La letra escarlata

18. - Un chorro de luz

18. - Un chorro de luz

Arthur Dimmesdale dirigió al rostro de Hester una mirada llena de esperanza y alegría; pero en ella también había miedo, y una especie de horror ante la audacia con que se había dicho lo que él vagamente insinuaba aunque no se atrevía a pronunciar.

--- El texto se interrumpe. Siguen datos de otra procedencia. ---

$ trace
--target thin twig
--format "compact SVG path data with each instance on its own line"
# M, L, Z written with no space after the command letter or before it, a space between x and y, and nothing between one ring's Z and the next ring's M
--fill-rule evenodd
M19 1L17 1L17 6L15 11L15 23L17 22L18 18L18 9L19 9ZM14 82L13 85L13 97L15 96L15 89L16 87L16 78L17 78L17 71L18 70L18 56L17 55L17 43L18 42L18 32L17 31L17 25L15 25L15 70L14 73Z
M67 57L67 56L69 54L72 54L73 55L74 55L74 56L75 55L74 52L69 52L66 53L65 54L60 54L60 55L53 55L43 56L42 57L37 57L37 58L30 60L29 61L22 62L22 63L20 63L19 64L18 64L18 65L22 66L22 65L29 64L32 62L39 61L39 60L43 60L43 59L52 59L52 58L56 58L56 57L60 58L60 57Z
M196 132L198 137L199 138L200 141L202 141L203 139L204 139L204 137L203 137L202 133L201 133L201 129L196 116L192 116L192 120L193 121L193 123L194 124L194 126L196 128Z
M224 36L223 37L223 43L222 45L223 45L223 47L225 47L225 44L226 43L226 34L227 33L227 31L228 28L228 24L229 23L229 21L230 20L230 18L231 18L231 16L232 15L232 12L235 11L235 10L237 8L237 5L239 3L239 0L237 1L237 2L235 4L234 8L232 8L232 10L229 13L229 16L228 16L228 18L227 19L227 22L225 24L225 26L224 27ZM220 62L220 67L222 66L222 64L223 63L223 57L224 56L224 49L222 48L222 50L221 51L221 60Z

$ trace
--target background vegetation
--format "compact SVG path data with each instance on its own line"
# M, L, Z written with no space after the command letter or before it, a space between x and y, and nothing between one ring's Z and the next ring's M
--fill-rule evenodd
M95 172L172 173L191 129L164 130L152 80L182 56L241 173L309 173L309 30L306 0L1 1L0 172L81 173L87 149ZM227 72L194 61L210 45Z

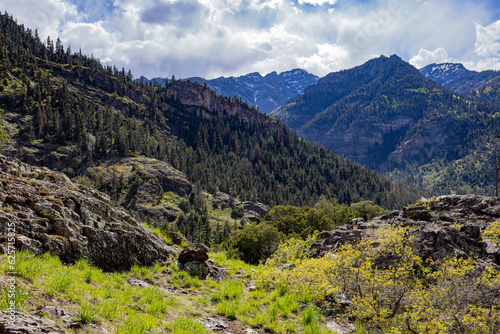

Pero la inteligencia firme y activa de Hester Prynne se había habituado, durante el tiempo que había permanecido no solo alejada de la sociedad, sino fuera de la ley, a tal altura de pensamientos que éstos eran desconocidos para el clérigo. Hester había vagado sin norma ni guía por un desierto moral tan ancho, intrincado y sombrío como el bosque indómito en cuya penumbra se encontraban ahora manteniendo la conversación que iba a decidir su destino. La inteligencia y el corazón de la mujer moraban, por así decir, en lugares desiertos por los que podía vagar con tanta libertad como un indio por sus bosques. Durante muchos años había mirado desde ese extraño punto de vista las instituciones humanas y cuanto sacerdotes y legisladores habían establecido, criticando todo con la misma falta de respeto que un indio sentiría por el hábito clerical, la toga del juez, el patíbulo, la horca, el hogar o la iglesia. Su sino y su suerte tendían a volverla libre. La letra escarlata era su pasaporte hacia regiones donde las demás mujeres no se atrevían a ir. La vergüenza, la desesperación y la soledad habían sido las maestras que, severas y crueles, la habían hecho fuerte, aunque también le enseñaron muchas cosas equivocadas.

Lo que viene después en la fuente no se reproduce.